Ecuador’s agriculture and trade ministers are reportedly seeking to meet with their counterparts from other Latin American banana producing nations in a bid to present a united counter-proposal to the EU to end Europe’s banana tariff system.
With the European Union’s proposal to Latin American exporters to reduce the current tariff level of €176 per tonne to €114 by 2019 having been rejected, Ecuador is now lobbying its peers to back a counter-proposal.
According to Ecuadorian daily El Comercio, the counter-proposal would ask the EU to reduce the tariff to €114 by 2016, which would bring the timescale into line with an earlier agreement between the two sides in July 2008.

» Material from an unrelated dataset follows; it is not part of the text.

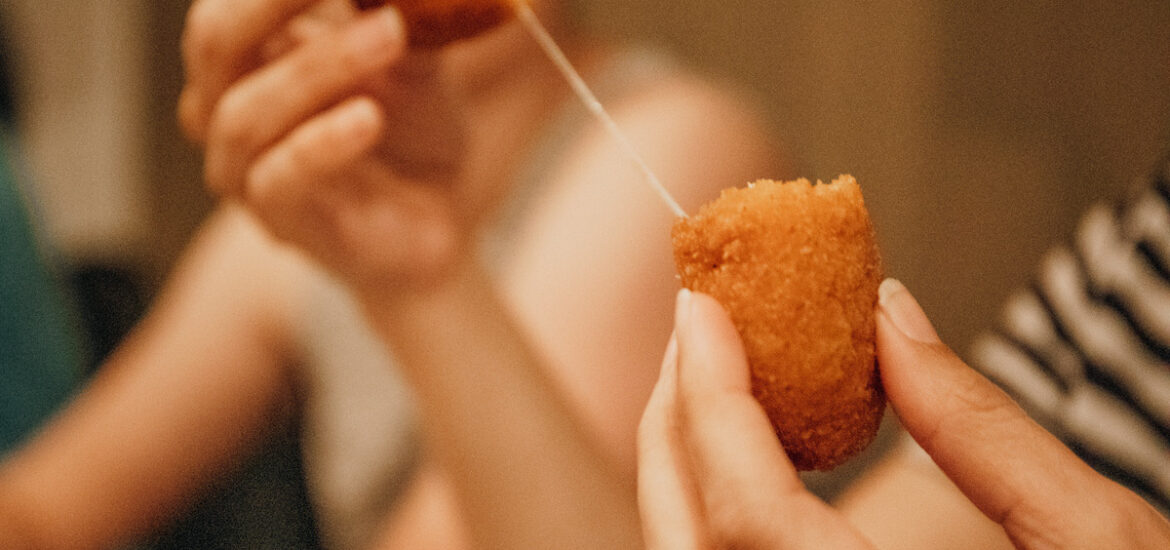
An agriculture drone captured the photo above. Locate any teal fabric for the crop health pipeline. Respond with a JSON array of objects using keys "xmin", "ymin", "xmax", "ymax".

Following two weeks of talks between representatives of Ecuador’s banana sector and Méntor Villagómez, the country’s ambassador to the EU, the Ecuadorian authorities are now attempting to garner support for the counter-proposal.

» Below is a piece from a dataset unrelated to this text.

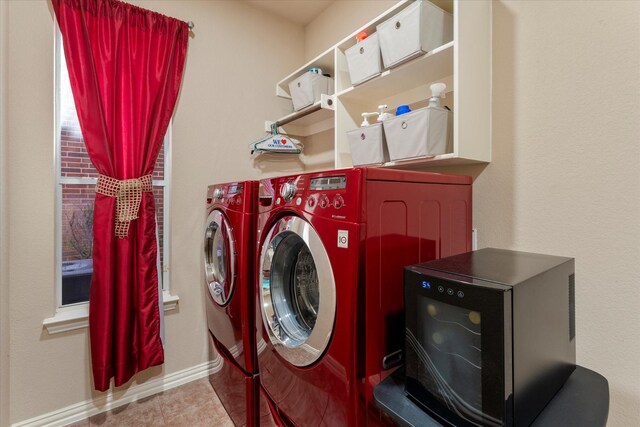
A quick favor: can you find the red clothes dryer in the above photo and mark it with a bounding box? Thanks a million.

Eduardo Egas, Ecuador’s vice-minister of external trade, told the newspaper that the country was seeking to “exchange views with all the (Latin American) banana producing countries” to see if they can agree “a joint position that benefits and helps everyone”.
Mr Egas said that although he considered the EU to be “very inflexible” towards the idea of altering the proposal, he believed that a united front from all the Latin American producer nations could make successful negotiations possible.